The simplest things really are sometimes the best. If lockdown has done nothing else for us, it has ignited a passion for drawing. When lessons are done we’ve found that the humble paper and a pencil has proved super popular. And if an actual lesson legitimately includes drawing, bingo! All credit must first go to the amazing children’s author and illustrator Rob Biddulph who has been uploading bi-weekly how-to-draw videos to YouTube. Many of them are based on his characters, and they are genuinely great. We moved from them to watching some tutorials by Quentin Blake. There are some to be found via the new Harry Potter hub too. And with a little confidence built, the afternoons often involve a sketchbook, concentration and imagination. No screens needed. Well, sometimes the TV is on in the background but you take the wins where you can 😉

Draw with Rob by Rob Biddulph


Quentin Blake


Wizarding World



 6) Lego challenge update

Even for a child who loves Lego, the rigorous schedule of our 30 day Lego challenge wasn’t to be. Any appeal that the structure offered at first, wore off quickly. Luckily, the Lego building didn’t so it’s evolved into the Lockdown Lego challenge with maybe a couple of challenges a week.

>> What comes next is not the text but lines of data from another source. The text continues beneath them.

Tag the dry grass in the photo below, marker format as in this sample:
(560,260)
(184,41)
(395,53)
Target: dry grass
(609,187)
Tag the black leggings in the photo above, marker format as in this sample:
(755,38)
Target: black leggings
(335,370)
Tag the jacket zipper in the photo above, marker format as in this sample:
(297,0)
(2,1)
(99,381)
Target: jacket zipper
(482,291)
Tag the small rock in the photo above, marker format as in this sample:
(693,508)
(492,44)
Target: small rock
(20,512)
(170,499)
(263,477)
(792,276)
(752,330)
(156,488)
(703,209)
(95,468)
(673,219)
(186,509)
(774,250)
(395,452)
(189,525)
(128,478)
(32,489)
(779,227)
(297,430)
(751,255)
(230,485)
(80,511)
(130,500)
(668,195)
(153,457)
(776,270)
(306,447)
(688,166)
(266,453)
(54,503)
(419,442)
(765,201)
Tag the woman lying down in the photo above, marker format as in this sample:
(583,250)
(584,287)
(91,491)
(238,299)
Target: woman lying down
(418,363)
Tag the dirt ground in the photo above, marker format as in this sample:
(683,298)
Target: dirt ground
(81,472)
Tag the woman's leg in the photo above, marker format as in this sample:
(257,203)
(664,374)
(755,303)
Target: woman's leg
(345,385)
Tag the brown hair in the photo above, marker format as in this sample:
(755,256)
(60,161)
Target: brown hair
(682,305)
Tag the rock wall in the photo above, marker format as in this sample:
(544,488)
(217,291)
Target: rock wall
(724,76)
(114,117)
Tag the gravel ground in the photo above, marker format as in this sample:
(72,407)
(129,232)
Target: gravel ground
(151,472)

Lego is so great for imaginative play, developing fine motor skills, problem-solving and more so we’re sticking to the fun and removing the pressure.

 7) Life skills

How about learning to use a computer keyboard properly? Kids love tech and their worlds are surrounded by it, so it seems reasonable to tap into this where it makes sense. We’ve set up a couple of tasks to be written on the computer which has been a massive win. They get to do work on a screen (like a grown up!) and we know they’re starting to learn a new skill. We’re absolutely not suggesting this replaces handwriting, but it mixes things up a bit. The kid-culture expert Emma from The Playful Den recently talked about the same thing and set her kids a Secretary School for the day. No harm in trying something a bit different and going a little off-piste from the school curriculum. You can even try some touch typing


 8) The Covid Time Capsule

The suggestion of this has been popping up all over social media and schools have been promoting the idea of them too. There are lots of downloadable sheets online that kids can complete but you can also just figure it out yourself - collate some of their drawings that they’ve done during lockdown, take pictures of their rainbow windows, gather their crafts, get them to record a message – whatever you fancy. It’s quite cathartic too and makes it feel like there will be an end to this time, which regardless of any positives it has brought, and any changes-for-the-best it might prompt when we’re out the other side, we all want to be over so we can get back out there, see our loved ones and know the fear has passed.